Die Alifwin hatten Magie, und ihre Waffen waren stark. Warum konnte man damit nichts gegen den Feind ausrichten? Es mußte doch eine Möglichkeit geben!
Wütend schoß Schwinge einen Pfeil in die Luft: Erzittere, Feind! Vielleicht würde er einen von ihnen durchbohren, wo immer er landen mochte. Aber es reichte schon, wenn sie ihn fanden und wußten, daß sie sich in Acht nehmen mußten vor dem Zorn der Alifwin.
Schwinge brach die Jagd ab und machte sich auf den Heimweg. Ein zorniger Jäger war ein schlechter Jäger, hieß es. Und sie wollte keine weiteren Pfeile verschwenden. Als sie ins Dorf kam, sah sie, daß die Alten wieder eine Versammlung abhielten. Früher war das etwas Seltenes gewesen, aber seit die Leute vom Flußvolk gekommen waren, gab es immer wieder Beratungen. Zum Glück waren unter den Alten immer noch einige, die nicht einverstanden waren mit den Plänen der anderen. Schwinge hockte sich in einiger Entfernung hin und versuchte, der Diskussion zu folgen. Es war nicht weiter schwer, die Zusammenhänge zu verstehen. Natürlich sprach man wieder über das übliche Thema.
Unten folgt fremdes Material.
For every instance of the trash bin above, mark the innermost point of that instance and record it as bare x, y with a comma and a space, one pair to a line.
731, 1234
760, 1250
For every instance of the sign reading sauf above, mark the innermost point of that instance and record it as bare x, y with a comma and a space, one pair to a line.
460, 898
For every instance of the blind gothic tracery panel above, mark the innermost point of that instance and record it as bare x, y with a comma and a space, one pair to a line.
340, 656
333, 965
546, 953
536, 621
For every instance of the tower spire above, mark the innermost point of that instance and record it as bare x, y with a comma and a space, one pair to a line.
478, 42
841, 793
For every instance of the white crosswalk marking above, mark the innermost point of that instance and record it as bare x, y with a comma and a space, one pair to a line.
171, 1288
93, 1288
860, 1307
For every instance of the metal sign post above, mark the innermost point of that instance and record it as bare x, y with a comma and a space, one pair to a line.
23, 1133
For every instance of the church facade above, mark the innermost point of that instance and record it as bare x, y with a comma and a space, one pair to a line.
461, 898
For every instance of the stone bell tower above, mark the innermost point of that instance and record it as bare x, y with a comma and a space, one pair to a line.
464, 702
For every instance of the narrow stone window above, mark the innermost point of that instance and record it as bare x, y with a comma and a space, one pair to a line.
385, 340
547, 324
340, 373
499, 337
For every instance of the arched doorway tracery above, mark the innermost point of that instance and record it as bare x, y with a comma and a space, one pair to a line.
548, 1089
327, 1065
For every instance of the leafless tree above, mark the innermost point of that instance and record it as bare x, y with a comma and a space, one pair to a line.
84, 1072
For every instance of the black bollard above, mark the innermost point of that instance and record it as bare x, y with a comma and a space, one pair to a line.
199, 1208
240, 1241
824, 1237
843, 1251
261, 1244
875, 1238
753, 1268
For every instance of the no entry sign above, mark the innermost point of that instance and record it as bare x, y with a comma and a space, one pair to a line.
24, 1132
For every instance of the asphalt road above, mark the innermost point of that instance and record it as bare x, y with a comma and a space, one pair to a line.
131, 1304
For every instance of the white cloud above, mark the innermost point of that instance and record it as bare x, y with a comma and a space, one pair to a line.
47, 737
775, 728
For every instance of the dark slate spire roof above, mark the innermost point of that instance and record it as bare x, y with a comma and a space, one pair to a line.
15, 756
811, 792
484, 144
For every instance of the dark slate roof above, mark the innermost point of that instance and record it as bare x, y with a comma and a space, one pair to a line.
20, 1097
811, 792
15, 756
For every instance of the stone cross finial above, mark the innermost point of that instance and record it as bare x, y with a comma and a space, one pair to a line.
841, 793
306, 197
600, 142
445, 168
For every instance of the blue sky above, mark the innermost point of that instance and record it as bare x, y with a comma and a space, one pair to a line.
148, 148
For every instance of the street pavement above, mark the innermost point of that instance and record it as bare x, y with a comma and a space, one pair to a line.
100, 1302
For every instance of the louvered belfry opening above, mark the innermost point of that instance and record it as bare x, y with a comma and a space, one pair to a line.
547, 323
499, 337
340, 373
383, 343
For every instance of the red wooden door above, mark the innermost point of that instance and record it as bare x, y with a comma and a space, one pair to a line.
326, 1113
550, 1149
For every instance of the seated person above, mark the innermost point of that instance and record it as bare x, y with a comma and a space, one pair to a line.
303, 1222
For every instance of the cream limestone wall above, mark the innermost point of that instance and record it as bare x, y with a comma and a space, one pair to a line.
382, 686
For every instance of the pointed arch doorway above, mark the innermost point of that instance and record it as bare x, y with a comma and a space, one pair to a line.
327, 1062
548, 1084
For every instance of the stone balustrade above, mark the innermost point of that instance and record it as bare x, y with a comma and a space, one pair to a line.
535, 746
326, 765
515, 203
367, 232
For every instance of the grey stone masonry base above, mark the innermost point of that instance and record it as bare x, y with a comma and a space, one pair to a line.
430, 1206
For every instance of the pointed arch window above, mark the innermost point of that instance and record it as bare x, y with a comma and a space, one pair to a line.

»Die Menschen werden nicht plötzlich glauben, daß die Alifwin aus der Welt verschwunden sind! Sie werden uns suchen, und dann sind auch die Wälder nicht mehr sicher genug. Wenn sich euer Volk bei unserem versteckt, werden nur die Menschen in die Wälder gelockt«, sagte ein alter Jäger. Schwinge wußte, daß er Recht hatte, aber es erschreckte sie zu hören, daß selbst er die Feinde jetzt schon als Menschen bezeichnete.
»Also sollen wir unser Volk opfern, nur damit sie nicht auf die Idee kommen, daß es noch an anderen Orten Alifwin gibt, die sie töten können? Unser Volk für eures?« Das war einer der Jäger vom Fluß.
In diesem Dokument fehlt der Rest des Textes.